Contributing to the obesity issue is the fact that we’ve drastically changed the very notion of what it means to feed ourselves: at the grocery store we buy meals, entrees, and side dishes – not ingredients. Worse, the food & diet industries actively work to confuse consumers through marketing and product placement. Sedentary entertainment has vastly expanded in the past several decades, and in many communities, such as the one I currently serve, children have even less opportunities to exercise because their schools have cut gym class or it’s just plain unsafe to go outside. These variables result in obesity being practically inevitable – “the new default,” as one of the physicians I work with recently called it.
So what are doctors doing about it? Research shows that we’re doing a poor job of talking to children and their parents about unhealthy weights – one study revealed that among parents of children with a BMI in the 85th percentile or higher (the numerical definition of overweight in children), only 22% report being told by a doctor or other health professional that their child was overweight. Assuming we even decide to address the issue, we have to give children and their parents a clear message and help them set real goals – I cringe when I see doctors tell parents “Johnny just has to try to eat a little less, and get a bit more exercise.”

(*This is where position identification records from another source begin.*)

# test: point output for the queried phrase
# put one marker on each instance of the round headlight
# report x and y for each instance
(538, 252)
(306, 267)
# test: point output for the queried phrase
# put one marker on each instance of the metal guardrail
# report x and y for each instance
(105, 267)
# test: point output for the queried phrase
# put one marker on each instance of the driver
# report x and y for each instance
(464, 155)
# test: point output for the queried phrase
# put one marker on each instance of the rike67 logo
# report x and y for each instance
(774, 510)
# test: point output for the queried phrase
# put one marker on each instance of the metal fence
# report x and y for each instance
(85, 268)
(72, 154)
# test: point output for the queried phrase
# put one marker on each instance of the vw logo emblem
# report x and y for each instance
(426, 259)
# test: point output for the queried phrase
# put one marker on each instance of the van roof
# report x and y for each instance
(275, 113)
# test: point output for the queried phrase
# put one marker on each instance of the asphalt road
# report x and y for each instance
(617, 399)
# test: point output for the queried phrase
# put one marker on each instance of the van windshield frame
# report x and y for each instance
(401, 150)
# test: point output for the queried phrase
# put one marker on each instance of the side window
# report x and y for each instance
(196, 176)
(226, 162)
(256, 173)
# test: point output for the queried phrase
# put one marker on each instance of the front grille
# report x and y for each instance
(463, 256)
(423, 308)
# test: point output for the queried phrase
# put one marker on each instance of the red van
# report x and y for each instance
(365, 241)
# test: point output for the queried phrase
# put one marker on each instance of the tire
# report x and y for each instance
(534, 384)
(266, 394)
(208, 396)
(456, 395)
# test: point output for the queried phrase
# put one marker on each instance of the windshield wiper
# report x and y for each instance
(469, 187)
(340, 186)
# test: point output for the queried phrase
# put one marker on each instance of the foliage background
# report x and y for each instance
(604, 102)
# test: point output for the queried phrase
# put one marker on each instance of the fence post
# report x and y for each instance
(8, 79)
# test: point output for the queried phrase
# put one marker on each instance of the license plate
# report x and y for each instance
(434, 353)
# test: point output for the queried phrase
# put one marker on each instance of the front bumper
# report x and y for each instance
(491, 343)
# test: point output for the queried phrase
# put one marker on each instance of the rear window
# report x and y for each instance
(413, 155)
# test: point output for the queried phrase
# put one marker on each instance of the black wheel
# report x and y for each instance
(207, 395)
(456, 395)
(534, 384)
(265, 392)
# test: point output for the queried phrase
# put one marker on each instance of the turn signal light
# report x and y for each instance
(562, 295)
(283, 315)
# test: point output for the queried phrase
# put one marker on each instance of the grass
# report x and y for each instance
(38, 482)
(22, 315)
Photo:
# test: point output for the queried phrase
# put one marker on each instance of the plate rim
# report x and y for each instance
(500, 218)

Two of the biggest offenders I’ve been able to detect when interviewing children and their parents are liquid calories and portion size, but it’s important not to overwhelm patients when asking them to make lifestyle changes. Therefore, my strongest recommendation to parents is often to limit juices and eliminate sweetened drinks – especially sports drinks and sodas. I’m not a fan of artificially sweetened drinks or “diet” beverages, but in medicine we often have to bargain with patients, and I’d rather see children drinking flavored water than Coke and Gatorade. However, I’d caution parents to consider the impact that training their children to drink only that which is sweet will have on their health in the future.

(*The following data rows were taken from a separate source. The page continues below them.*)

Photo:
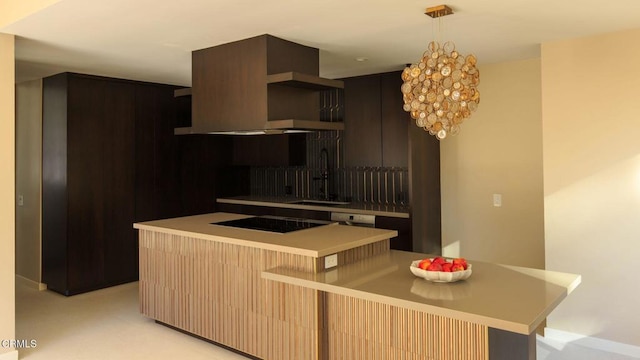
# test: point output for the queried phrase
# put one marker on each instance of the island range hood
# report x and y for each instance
(261, 85)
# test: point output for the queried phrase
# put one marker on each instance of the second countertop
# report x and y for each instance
(390, 210)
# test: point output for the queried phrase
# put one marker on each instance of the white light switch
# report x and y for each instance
(497, 200)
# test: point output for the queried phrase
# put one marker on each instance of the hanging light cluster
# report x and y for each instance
(440, 91)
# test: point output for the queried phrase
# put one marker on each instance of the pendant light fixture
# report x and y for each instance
(440, 91)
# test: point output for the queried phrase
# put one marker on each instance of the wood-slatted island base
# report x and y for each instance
(377, 309)
(206, 280)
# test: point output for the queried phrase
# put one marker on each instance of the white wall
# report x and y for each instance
(591, 141)
(498, 150)
(28, 181)
(7, 187)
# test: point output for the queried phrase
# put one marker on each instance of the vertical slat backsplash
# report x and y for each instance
(370, 185)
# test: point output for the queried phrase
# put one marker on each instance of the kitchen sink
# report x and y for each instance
(319, 202)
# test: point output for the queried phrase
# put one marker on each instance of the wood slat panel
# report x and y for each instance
(361, 329)
(215, 290)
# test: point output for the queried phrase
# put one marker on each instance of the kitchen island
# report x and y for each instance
(205, 279)
(270, 296)
(377, 306)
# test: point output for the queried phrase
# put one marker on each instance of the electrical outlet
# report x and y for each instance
(497, 200)
(330, 261)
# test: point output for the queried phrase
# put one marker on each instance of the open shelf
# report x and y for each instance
(306, 81)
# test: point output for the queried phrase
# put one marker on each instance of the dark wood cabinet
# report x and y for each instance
(376, 131)
(107, 163)
(402, 226)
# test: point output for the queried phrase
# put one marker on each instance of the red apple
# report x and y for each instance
(423, 264)
(457, 267)
(461, 261)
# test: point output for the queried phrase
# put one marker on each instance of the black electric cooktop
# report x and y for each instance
(276, 224)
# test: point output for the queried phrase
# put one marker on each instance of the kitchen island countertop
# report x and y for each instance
(390, 210)
(315, 242)
(510, 298)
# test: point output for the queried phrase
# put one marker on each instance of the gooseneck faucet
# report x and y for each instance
(324, 174)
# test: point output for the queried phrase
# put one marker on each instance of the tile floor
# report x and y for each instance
(106, 324)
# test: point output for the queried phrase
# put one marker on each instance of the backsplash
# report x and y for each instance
(375, 185)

But things like limiting sugar and teaching portion control are just the tip of the iceberg. We won’t make substantial inroads in reigning in childhood obesity until we attack the problem on multiple fronts. That means improving school lunches, eliminating food deserts, making neighborhoods more exercise-friendly, and plenty of other small changes that, when combined, alter the environment we expose our children to – and this can only happen when we decide as a society that these are the right things to do. Until then, parents and doctors will continue to bear the burden of the uphill battle against childhood obesity.
“Our kids didn’t do this to themselves. They don’t decide the sugar content in soda or the advertising content of a television show. Kids don’t choose what’s served to them for lunch at school, and shouldn’t be deciding what’s served to them for dinner at home. And they don’t decide whether there’s time in the day or room in the budget to learn about healthy eating or to spend time playing outside.”